Deadline Approaching: CFP ‘Persistent Spaces: politics, aesthetics and topography in the eighteenth- and nineteenth-century city’
Two-day pluridisciplinary postgraduate conference, 12th-13th December 2013, Paris Diderot University
The aim of this two-day conference is to bring together young researchers to explore the city and its ideologies from a fully interdisciplinary perspective. We would like to combine approaches from the fields of literature and the arts, sociology, philosophy, law, science and engineering in order to create a dialogue between disciplines and methodologies. This conference would also establish a dialogue between the 18th and the 19th centuries. We will seek to highlight the individual specificities of these two periods, but also to understand the echoes, continuities and breaks between them. From the Enlightenment to the late nineteenth century and before urbanism was fully established as a discipline, the city was constantly being configured and reconfigured by the joint influences of architects, civil engineers, political organizations, associations and the informal ‘practices’ of inhabitants. Writers and artists also play a major part in this process, both picking up on these developments and changing them through the aesthetics they deploy. The conference will shed light on the city as a topography of struggle, a site of conflicting and interpenetrating layers, changing yet also persisting through time and space, and continually shaped by tensions between authority and resistance.
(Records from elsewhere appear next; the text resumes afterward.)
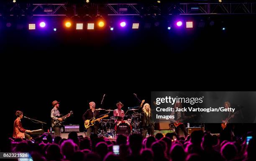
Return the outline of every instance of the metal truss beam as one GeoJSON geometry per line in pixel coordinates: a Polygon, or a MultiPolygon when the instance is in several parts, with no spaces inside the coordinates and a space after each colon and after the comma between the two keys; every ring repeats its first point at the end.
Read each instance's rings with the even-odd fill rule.
{"type": "MultiPolygon", "coordinates": [[[[14,10],[20,10],[22,15],[26,15],[28,8],[31,10],[33,16],[66,16],[77,15],[87,12],[86,15],[161,15],[161,8],[166,5],[167,14],[172,15],[235,15],[256,14],[256,3],[169,3],[152,4],[146,6],[137,3],[85,3],[81,5],[67,3],[41,3],[23,4],[14,3],[8,10],[13,15],[14,10]],[[161,5],[162,7],[161,7],[161,5]],[[82,9],[81,9],[82,8],[82,9]]],[[[0,6],[1,7],[1,6],[0,6]]],[[[0,15],[3,13],[0,10],[0,15]]],[[[16,13],[17,14],[17,12],[16,13]]]]}

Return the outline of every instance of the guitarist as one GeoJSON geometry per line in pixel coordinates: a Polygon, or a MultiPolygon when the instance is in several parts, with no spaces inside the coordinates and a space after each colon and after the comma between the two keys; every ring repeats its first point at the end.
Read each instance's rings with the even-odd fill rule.
{"type": "MultiPolygon", "coordinates": [[[[174,119],[176,121],[176,123],[180,123],[177,122],[178,120],[182,120],[182,118],[185,118],[185,114],[184,112],[176,111],[176,109],[177,108],[182,108],[182,104],[180,102],[177,102],[175,103],[174,106],[174,111],[172,112],[171,115],[174,116],[174,119]]],[[[178,137],[184,137],[185,138],[187,136],[187,132],[186,129],[186,126],[183,123],[180,123],[178,126],[175,128],[175,131],[177,133],[178,137]]]]}
{"type": "MultiPolygon", "coordinates": [[[[95,110],[95,104],[94,102],[91,102],[89,103],[90,109],[87,110],[83,115],[83,120],[84,122],[87,120],[90,120],[92,118],[97,118],[100,116],[100,112],[95,110]]],[[[88,125],[89,123],[85,122],[85,124],[88,125]]],[[[86,136],[89,138],[92,132],[94,133],[98,134],[98,128],[99,127],[99,121],[96,121],[94,123],[94,125],[89,127],[87,128],[87,133],[86,136]]]]}
{"type": "MultiPolygon", "coordinates": [[[[54,124],[54,121],[58,120],[60,121],[62,121],[62,118],[59,118],[58,117],[60,116],[60,113],[59,111],[59,102],[57,101],[54,101],[51,103],[53,108],[51,111],[51,126],[54,131],[54,134],[56,136],[60,136],[61,127],[58,126],[54,124]]],[[[67,117],[69,117],[70,114],[69,113],[67,117]]]]}
{"type": "MultiPolygon", "coordinates": [[[[224,107],[225,108],[229,108],[230,106],[231,105],[229,102],[227,101],[224,103],[224,107]]],[[[223,123],[221,123],[221,127],[223,130],[225,129],[226,131],[228,131],[231,133],[231,135],[234,136],[235,124],[233,123],[228,123],[228,122],[230,122],[230,119],[234,118],[234,115],[233,115],[232,113],[231,112],[229,112],[228,113],[225,113],[225,115],[223,116],[224,119],[223,119],[222,121],[223,123]],[[229,120],[228,120],[228,118],[230,118],[229,120]]]]}

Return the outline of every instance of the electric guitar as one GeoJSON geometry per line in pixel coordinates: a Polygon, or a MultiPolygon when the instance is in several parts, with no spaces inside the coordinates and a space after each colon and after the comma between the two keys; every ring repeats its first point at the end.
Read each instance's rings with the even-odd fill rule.
{"type": "Polygon", "coordinates": [[[67,114],[67,115],[65,115],[64,116],[62,116],[62,115],[61,115],[59,116],[56,116],[56,117],[57,117],[58,118],[62,118],[62,121],[61,121],[58,120],[54,120],[53,122],[54,125],[56,126],[63,126],[63,122],[64,122],[64,121],[66,120],[67,118],[69,117],[69,114],[70,114],[70,116],[71,116],[72,115],[73,115],[73,111],[71,111],[70,112],[69,112],[69,113],[67,114]]]}
{"type": "Polygon", "coordinates": [[[95,118],[92,118],[90,120],[86,120],[84,121],[84,127],[86,129],[87,129],[89,127],[94,125],[94,123],[96,121],[99,121],[101,119],[105,118],[107,117],[108,117],[108,115],[107,114],[97,119],[96,119],[95,118]]]}
{"type": "Polygon", "coordinates": [[[223,130],[224,130],[224,128],[225,128],[226,127],[227,127],[227,124],[228,123],[228,121],[230,120],[231,118],[234,117],[234,116],[235,116],[235,115],[239,113],[240,111],[237,111],[236,112],[233,113],[231,116],[230,116],[228,118],[227,118],[225,121],[225,123],[221,123],[221,128],[222,128],[222,129],[223,130]]]}

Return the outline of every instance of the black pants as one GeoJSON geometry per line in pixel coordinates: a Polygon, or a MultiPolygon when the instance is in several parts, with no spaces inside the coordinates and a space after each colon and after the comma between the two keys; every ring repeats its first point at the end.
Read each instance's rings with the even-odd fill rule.
{"type": "Polygon", "coordinates": [[[144,126],[143,127],[143,131],[142,136],[143,138],[147,136],[147,133],[148,131],[148,134],[150,136],[155,136],[155,128],[153,124],[151,124],[148,126],[144,126]]]}
{"type": "Polygon", "coordinates": [[[98,134],[98,126],[90,126],[87,128],[87,133],[86,133],[86,136],[88,138],[90,137],[91,133],[96,133],[98,134]]]}
{"type": "Polygon", "coordinates": [[[54,127],[54,128],[55,136],[60,136],[60,128],[59,127],[54,127]]]}
{"type": "Polygon", "coordinates": [[[178,126],[175,129],[175,131],[178,137],[184,137],[186,138],[187,136],[187,132],[184,123],[178,126]]]}

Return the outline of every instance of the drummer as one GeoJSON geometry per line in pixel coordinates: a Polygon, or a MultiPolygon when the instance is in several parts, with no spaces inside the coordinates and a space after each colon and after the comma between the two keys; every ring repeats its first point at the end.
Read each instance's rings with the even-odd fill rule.
{"type": "Polygon", "coordinates": [[[121,102],[119,102],[116,103],[116,106],[118,108],[114,110],[114,116],[120,116],[121,117],[120,119],[118,120],[118,121],[122,121],[123,120],[124,117],[124,111],[121,108],[123,106],[123,104],[121,102]]]}

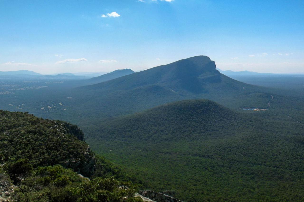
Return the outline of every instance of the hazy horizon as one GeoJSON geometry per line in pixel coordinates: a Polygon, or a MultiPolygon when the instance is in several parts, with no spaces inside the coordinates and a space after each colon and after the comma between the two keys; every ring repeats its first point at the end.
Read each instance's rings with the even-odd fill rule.
{"type": "Polygon", "coordinates": [[[304,73],[304,2],[237,2],[1,1],[0,71],[136,71],[206,55],[222,70],[304,73]]]}

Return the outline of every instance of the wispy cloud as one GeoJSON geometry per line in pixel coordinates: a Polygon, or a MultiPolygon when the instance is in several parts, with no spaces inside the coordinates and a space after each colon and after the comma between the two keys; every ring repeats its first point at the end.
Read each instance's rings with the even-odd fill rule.
{"type": "Polygon", "coordinates": [[[110,62],[117,62],[117,60],[101,60],[99,61],[99,62],[102,63],[110,63],[110,62]]]}
{"type": "Polygon", "coordinates": [[[64,60],[61,60],[61,61],[57,62],[56,62],[56,64],[64,64],[64,63],[75,63],[76,62],[82,62],[83,61],[88,61],[88,60],[85,58],[78,58],[78,59],[66,59],[64,60]]]}
{"type": "MultiPolygon", "coordinates": [[[[174,1],[174,0],[159,0],[161,2],[172,2],[174,1]]],[[[141,0],[138,0],[138,1],[141,2],[141,0]]],[[[158,2],[157,0],[152,0],[152,1],[154,2],[155,3],[157,3],[158,2]]]]}
{"type": "Polygon", "coordinates": [[[62,55],[60,55],[60,54],[55,54],[54,55],[54,56],[56,56],[56,57],[58,57],[58,58],[61,58],[62,57],[62,56],[63,56],[62,55]]]}
{"type": "Polygon", "coordinates": [[[8,62],[5,63],[3,63],[2,65],[12,65],[14,66],[19,66],[21,65],[27,65],[28,66],[34,66],[34,65],[28,63],[15,62],[14,61],[8,62]]]}
{"type": "Polygon", "coordinates": [[[104,14],[103,14],[101,15],[102,18],[107,18],[108,17],[110,17],[110,18],[118,18],[120,16],[120,15],[116,12],[112,12],[111,13],[107,13],[105,15],[104,14]]]}

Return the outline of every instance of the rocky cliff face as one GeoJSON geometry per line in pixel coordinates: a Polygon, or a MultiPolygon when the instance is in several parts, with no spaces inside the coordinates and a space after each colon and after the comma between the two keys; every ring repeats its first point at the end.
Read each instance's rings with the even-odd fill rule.
{"type": "Polygon", "coordinates": [[[57,128],[57,130],[65,134],[70,134],[82,141],[85,141],[84,134],[79,127],[76,125],[61,121],[53,121],[55,125],[54,128],[57,128]]]}
{"type": "Polygon", "coordinates": [[[0,201],[12,201],[11,197],[14,192],[14,187],[9,179],[5,173],[0,173],[0,201]]]}
{"type": "Polygon", "coordinates": [[[85,177],[91,177],[96,170],[96,160],[89,146],[84,153],[85,159],[80,158],[67,160],[63,165],[66,168],[71,168],[74,171],[85,177]]]}
{"type": "MultiPolygon", "coordinates": [[[[64,134],[73,135],[82,141],[85,141],[84,134],[77,126],[60,121],[54,121],[54,127],[57,128],[57,131],[64,134]]],[[[90,177],[95,170],[96,160],[89,146],[83,154],[83,158],[67,160],[62,165],[65,168],[71,168],[85,177],[90,177]]]]}

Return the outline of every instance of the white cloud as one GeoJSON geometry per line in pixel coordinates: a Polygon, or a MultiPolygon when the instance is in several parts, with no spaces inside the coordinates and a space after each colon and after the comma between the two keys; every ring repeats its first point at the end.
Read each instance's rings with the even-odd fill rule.
{"type": "Polygon", "coordinates": [[[8,62],[5,63],[3,63],[2,65],[13,65],[14,66],[19,66],[20,65],[28,65],[29,66],[33,66],[34,65],[31,64],[24,63],[15,63],[14,61],[8,62]]]}
{"type": "Polygon", "coordinates": [[[108,17],[110,17],[110,18],[117,18],[120,16],[120,15],[119,15],[116,12],[112,12],[111,13],[107,13],[106,15],[103,14],[101,15],[101,17],[102,18],[107,18],[108,17]]]}
{"type": "Polygon", "coordinates": [[[99,62],[102,63],[109,63],[110,62],[117,62],[117,60],[101,60],[99,61],[99,62]]]}
{"type": "Polygon", "coordinates": [[[56,62],[56,64],[63,64],[64,63],[75,63],[75,62],[82,62],[83,61],[88,61],[85,58],[81,58],[78,59],[66,59],[64,60],[61,60],[56,62]]]}
{"type": "Polygon", "coordinates": [[[62,56],[63,56],[62,55],[60,55],[60,54],[55,54],[54,55],[54,56],[56,56],[56,57],[58,57],[60,58],[62,57],[62,56]]]}

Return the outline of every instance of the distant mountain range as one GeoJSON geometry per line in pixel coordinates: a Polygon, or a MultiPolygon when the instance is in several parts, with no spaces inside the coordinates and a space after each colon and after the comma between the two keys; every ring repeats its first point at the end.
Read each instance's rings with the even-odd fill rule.
{"type": "Polygon", "coordinates": [[[20,74],[27,74],[31,75],[41,75],[41,74],[33,71],[28,70],[19,70],[16,71],[0,72],[0,75],[16,75],[20,74]]]}
{"type": "Polygon", "coordinates": [[[273,74],[272,73],[259,73],[254,72],[250,72],[247,71],[241,71],[240,72],[234,72],[231,70],[221,70],[218,68],[216,69],[222,74],[226,76],[275,76],[279,75],[278,74],[273,74]]]}
{"type": "Polygon", "coordinates": [[[134,73],[135,73],[135,72],[131,69],[117,69],[107,74],[105,74],[99,76],[93,77],[90,80],[91,81],[101,82],[126,75],[131,74],[134,73]]]}

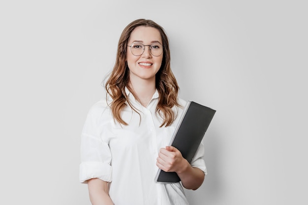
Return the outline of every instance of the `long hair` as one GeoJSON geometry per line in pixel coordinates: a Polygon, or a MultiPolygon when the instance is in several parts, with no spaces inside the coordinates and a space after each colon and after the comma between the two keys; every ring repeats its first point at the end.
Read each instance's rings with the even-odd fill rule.
{"type": "MultiPolygon", "coordinates": [[[[127,25],[122,32],[118,45],[116,63],[105,85],[107,94],[109,94],[112,99],[109,106],[115,119],[124,125],[128,124],[121,118],[121,113],[127,106],[126,102],[134,111],[138,113],[130,103],[125,88],[129,81],[129,70],[126,60],[127,44],[131,32],[139,26],[156,29],[161,36],[163,52],[161,66],[155,76],[155,86],[159,93],[155,113],[156,114],[158,113],[163,119],[160,127],[164,125],[167,127],[172,123],[176,117],[177,114],[174,113],[172,108],[175,106],[180,106],[177,100],[179,88],[170,68],[170,53],[168,37],[164,29],[152,20],[135,20],[127,25]]],[[[127,88],[134,95],[134,92],[128,86],[127,88]]]]}

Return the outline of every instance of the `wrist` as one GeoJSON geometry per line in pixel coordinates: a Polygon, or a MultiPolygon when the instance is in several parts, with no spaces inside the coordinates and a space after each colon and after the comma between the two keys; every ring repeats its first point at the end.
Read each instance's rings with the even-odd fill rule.
{"type": "Polygon", "coordinates": [[[177,172],[177,173],[181,174],[183,173],[185,173],[188,169],[189,169],[190,167],[190,164],[186,160],[186,159],[183,158],[181,163],[181,166],[180,166],[180,168],[179,169],[178,172],[177,172]]]}

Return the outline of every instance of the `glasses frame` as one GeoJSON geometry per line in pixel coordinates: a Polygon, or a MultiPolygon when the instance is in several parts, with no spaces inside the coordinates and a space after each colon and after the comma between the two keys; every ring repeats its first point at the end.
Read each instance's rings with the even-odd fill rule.
{"type": "Polygon", "coordinates": [[[162,46],[162,45],[161,45],[161,44],[160,44],[159,43],[152,43],[152,44],[151,44],[151,45],[144,45],[143,44],[142,44],[142,43],[141,43],[136,42],[136,43],[132,43],[132,44],[131,44],[131,45],[130,46],[128,46],[128,47],[130,47],[130,52],[131,52],[131,54],[132,54],[132,55],[133,55],[134,56],[141,56],[142,54],[143,54],[143,53],[144,53],[144,50],[145,50],[145,48],[146,48],[146,46],[149,46],[149,49],[150,50],[150,53],[151,53],[151,54],[152,56],[155,56],[155,57],[158,57],[158,56],[161,56],[161,54],[163,54],[163,53],[164,52],[164,48],[163,48],[163,46],[162,46]],[[133,46],[134,44],[141,44],[141,45],[142,45],[143,46],[143,51],[142,52],[142,53],[141,53],[141,54],[140,54],[140,55],[135,55],[135,54],[134,54],[133,53],[133,52],[132,52],[132,51],[131,50],[131,49],[132,49],[132,48],[132,48],[132,46],[133,46]],[[161,51],[161,53],[160,54],[159,54],[159,55],[158,55],[158,56],[155,56],[154,55],[153,55],[153,54],[152,54],[152,52],[151,51],[151,46],[152,46],[152,45],[154,45],[154,44],[159,44],[159,45],[160,45],[161,46],[161,47],[162,47],[162,51],[161,51]]]}

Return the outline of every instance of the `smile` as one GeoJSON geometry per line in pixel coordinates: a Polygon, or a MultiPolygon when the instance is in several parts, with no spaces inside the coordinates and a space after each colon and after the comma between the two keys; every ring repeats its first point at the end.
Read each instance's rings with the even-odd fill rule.
{"type": "Polygon", "coordinates": [[[150,66],[150,65],[153,65],[152,63],[145,63],[145,62],[139,62],[139,65],[144,65],[146,66],[150,66]]]}

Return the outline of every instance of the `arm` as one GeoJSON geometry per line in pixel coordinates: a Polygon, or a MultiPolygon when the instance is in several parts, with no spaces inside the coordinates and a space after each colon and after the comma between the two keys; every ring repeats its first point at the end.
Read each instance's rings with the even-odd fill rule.
{"type": "Polygon", "coordinates": [[[88,181],[88,187],[92,205],[114,205],[109,197],[108,182],[92,178],[88,181]]]}
{"type": "Polygon", "coordinates": [[[200,169],[192,167],[174,146],[167,146],[159,150],[156,165],[165,172],[175,172],[187,189],[196,190],[203,182],[204,173],[200,169]]]}

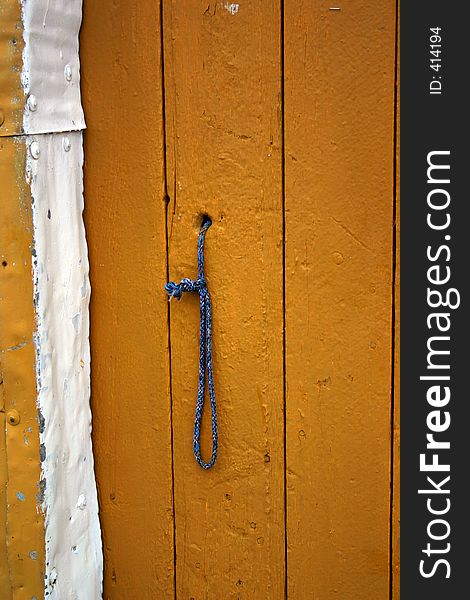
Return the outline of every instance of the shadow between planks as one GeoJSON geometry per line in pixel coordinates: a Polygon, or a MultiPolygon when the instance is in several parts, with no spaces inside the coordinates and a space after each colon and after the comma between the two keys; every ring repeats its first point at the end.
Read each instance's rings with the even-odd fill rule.
{"type": "Polygon", "coordinates": [[[391,597],[396,5],[329,4],[84,4],[106,599],[391,597]],[[208,472],[198,299],[163,291],[202,213],[208,472]]]}

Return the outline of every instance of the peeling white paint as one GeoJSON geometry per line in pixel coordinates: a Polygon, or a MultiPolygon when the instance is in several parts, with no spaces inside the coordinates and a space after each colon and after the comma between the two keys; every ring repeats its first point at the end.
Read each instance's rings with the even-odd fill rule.
{"type": "Polygon", "coordinates": [[[225,10],[227,12],[229,12],[231,15],[236,15],[237,12],[240,10],[240,5],[239,4],[235,4],[234,2],[231,2],[230,4],[227,2],[225,4],[225,10]]]}
{"type": "Polygon", "coordinates": [[[21,0],[27,134],[85,128],[80,98],[78,33],[82,0],[21,0]]]}
{"type": "MultiPolygon", "coordinates": [[[[49,13],[51,14],[51,13],[49,13]]],[[[38,405],[46,583],[50,600],[102,597],[90,412],[90,286],[83,211],[81,132],[28,136],[37,316],[38,405]],[[80,548],[80,552],[71,552],[80,548]]]]}
{"type": "MultiPolygon", "coordinates": [[[[91,446],[90,285],[82,220],[82,0],[20,1],[23,139],[34,226],[44,591],[48,600],[99,600],[103,557],[91,446]]],[[[32,550],[30,558],[36,557],[32,550]]]]}

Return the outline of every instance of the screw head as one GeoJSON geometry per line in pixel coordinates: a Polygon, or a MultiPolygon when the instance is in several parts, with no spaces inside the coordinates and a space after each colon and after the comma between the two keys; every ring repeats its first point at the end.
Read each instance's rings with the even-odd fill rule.
{"type": "Polygon", "coordinates": [[[18,425],[21,421],[20,413],[12,408],[7,412],[7,421],[10,425],[18,425]]]}
{"type": "Polygon", "coordinates": [[[38,108],[38,100],[34,94],[31,94],[28,98],[28,108],[31,112],[34,112],[38,108]]]}
{"type": "Polygon", "coordinates": [[[41,151],[39,150],[39,144],[37,142],[31,143],[31,146],[29,147],[29,151],[31,153],[31,156],[34,158],[34,160],[37,160],[39,158],[39,155],[41,154],[41,151]]]}

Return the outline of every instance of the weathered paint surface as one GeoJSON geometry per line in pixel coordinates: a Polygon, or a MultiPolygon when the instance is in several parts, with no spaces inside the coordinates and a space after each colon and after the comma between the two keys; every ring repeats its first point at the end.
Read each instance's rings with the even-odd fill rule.
{"type": "Polygon", "coordinates": [[[384,600],[395,2],[285,11],[288,591],[384,600]]]}
{"type": "MultiPolygon", "coordinates": [[[[177,596],[283,597],[281,12],[164,2],[169,274],[197,269],[213,303],[219,457],[192,455],[199,304],[171,304],[177,596]]],[[[203,453],[210,453],[205,411],[203,453]]]]}
{"type": "Polygon", "coordinates": [[[9,569],[2,598],[101,597],[82,138],[31,135],[84,127],[80,21],[81,0],[9,0],[0,8],[0,298],[8,323],[0,359],[7,420],[0,554],[9,569]]]}
{"type": "Polygon", "coordinates": [[[0,4],[0,137],[22,133],[24,93],[21,85],[23,43],[21,5],[0,4]]]}
{"type": "Polygon", "coordinates": [[[159,2],[85,3],[81,60],[105,598],[164,600],[174,553],[159,2]]]}
{"type": "Polygon", "coordinates": [[[0,416],[6,441],[1,448],[6,464],[0,481],[0,497],[5,501],[0,531],[6,526],[6,537],[0,542],[0,557],[8,557],[0,563],[2,600],[30,600],[33,596],[39,600],[44,589],[44,521],[38,510],[33,231],[25,173],[24,139],[0,138],[0,398],[4,406],[0,416]],[[19,422],[15,424],[12,418],[19,422]],[[6,547],[2,548],[4,540],[6,547]]]}
{"type": "Polygon", "coordinates": [[[81,19],[81,0],[23,0],[25,133],[85,127],[78,59],[81,19]]]}
{"type": "Polygon", "coordinates": [[[88,3],[82,29],[104,595],[388,600],[395,5],[168,0],[164,76],[159,8],[88,3]],[[198,299],[169,332],[162,291],[196,274],[202,213],[209,472],[198,299]]]}
{"type": "Polygon", "coordinates": [[[393,414],[392,600],[400,600],[400,4],[397,15],[395,108],[395,353],[393,414]]]}
{"type": "Polygon", "coordinates": [[[82,134],[29,136],[48,598],[101,597],[91,449],[88,258],[82,134]],[[39,157],[31,152],[36,144],[39,157]]]}

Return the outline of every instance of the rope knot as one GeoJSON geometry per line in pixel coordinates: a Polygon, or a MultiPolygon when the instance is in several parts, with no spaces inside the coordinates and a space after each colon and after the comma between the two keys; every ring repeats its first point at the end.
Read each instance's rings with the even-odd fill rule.
{"type": "Polygon", "coordinates": [[[169,281],[165,284],[165,291],[170,300],[172,298],[181,300],[183,292],[200,292],[204,288],[207,288],[207,284],[203,277],[198,277],[197,279],[189,279],[189,277],[185,277],[179,283],[169,281]]]}
{"type": "Polygon", "coordinates": [[[196,411],[194,418],[193,450],[196,461],[203,469],[210,469],[217,458],[219,434],[217,431],[217,407],[215,402],[214,376],[212,372],[212,310],[209,290],[204,277],[204,238],[211,226],[211,220],[206,219],[199,232],[197,243],[197,279],[185,277],[179,283],[170,281],[165,285],[169,299],[181,300],[183,292],[197,292],[200,305],[200,330],[199,330],[199,383],[197,389],[196,411]],[[201,456],[201,422],[204,408],[205,390],[209,388],[209,400],[212,416],[212,454],[206,462],[201,456]]]}

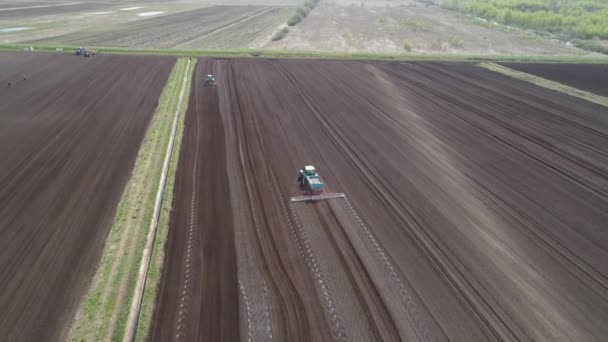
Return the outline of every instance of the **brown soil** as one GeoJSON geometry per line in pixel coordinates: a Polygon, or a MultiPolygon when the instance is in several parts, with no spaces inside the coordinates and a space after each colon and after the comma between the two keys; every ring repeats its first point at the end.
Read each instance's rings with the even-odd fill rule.
{"type": "Polygon", "coordinates": [[[224,128],[217,87],[197,64],[186,114],[152,340],[238,341],[239,310],[224,128]]]}
{"type": "Polygon", "coordinates": [[[2,53],[3,339],[65,338],[174,61],[2,53]]]}
{"type": "Polygon", "coordinates": [[[200,87],[209,63],[191,99],[156,340],[608,334],[605,108],[466,64],[217,60],[216,89],[200,87]],[[289,204],[303,164],[347,200],[289,204]],[[237,266],[252,251],[236,267],[240,294],[230,239],[237,266]]]}
{"type": "Polygon", "coordinates": [[[511,69],[608,97],[608,65],[501,63],[511,69]]]}

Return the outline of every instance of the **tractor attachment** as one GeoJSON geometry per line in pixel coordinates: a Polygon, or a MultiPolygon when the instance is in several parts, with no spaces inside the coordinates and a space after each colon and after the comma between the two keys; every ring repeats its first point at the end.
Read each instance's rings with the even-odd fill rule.
{"type": "Polygon", "coordinates": [[[314,201],[320,201],[320,200],[326,200],[326,199],[332,199],[332,198],[344,198],[344,197],[346,197],[346,195],[341,192],[321,193],[318,195],[295,196],[295,197],[290,198],[289,202],[290,203],[314,202],[314,201]]]}

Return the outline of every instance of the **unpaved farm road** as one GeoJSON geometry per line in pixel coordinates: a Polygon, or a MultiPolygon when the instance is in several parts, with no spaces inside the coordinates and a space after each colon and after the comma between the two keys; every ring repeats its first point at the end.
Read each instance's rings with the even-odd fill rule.
{"type": "Polygon", "coordinates": [[[0,54],[0,340],[65,339],[174,62],[0,54]]]}
{"type": "Polygon", "coordinates": [[[153,340],[608,336],[605,108],[468,64],[194,82],[153,340]],[[305,164],[347,199],[290,204],[305,164]]]}

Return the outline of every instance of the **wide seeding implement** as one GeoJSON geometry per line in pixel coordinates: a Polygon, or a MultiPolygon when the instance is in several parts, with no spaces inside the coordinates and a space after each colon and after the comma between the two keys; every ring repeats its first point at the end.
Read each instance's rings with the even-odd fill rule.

Topics may include, but are by no means limited to:
– Authority, ideology, urban planning and everyday ‘practices’
– Coherence or fragmentation of the urban space (home and workplace, centre and slums, etc.)
– Geographical juxtapositions / temporal superimpositions of spaces
– Population, mobility and living conditions
– Technological developments and urban networks
– 18th/19th century continuity and breaks
– 18th-century ideas persisting and materializing in the 19th century
– Comparisons between / specificity of London and Paris
Papers will last for 20 minutes and will be followed by 15-minute discussions.
The two keynote speakers will be:
– Lynda Nead (Birkbeck College)
– Stéphane Van Damme (Sciences Po Paris)
Abstracts no longer than 300 words should be sent to Clemence Follea (email@example.com) or Clement Martin (firstname.lastname@example.org) by October 13th, 2013, along with a brief biographical note, which should not exceed 50 words.
The conference will take place at Paris Diderot University (Paris, 13e arrondissement).
This event is supported by the Laboratoire de Recherches sur les Cultures Anglophones (Université Paris Diderot).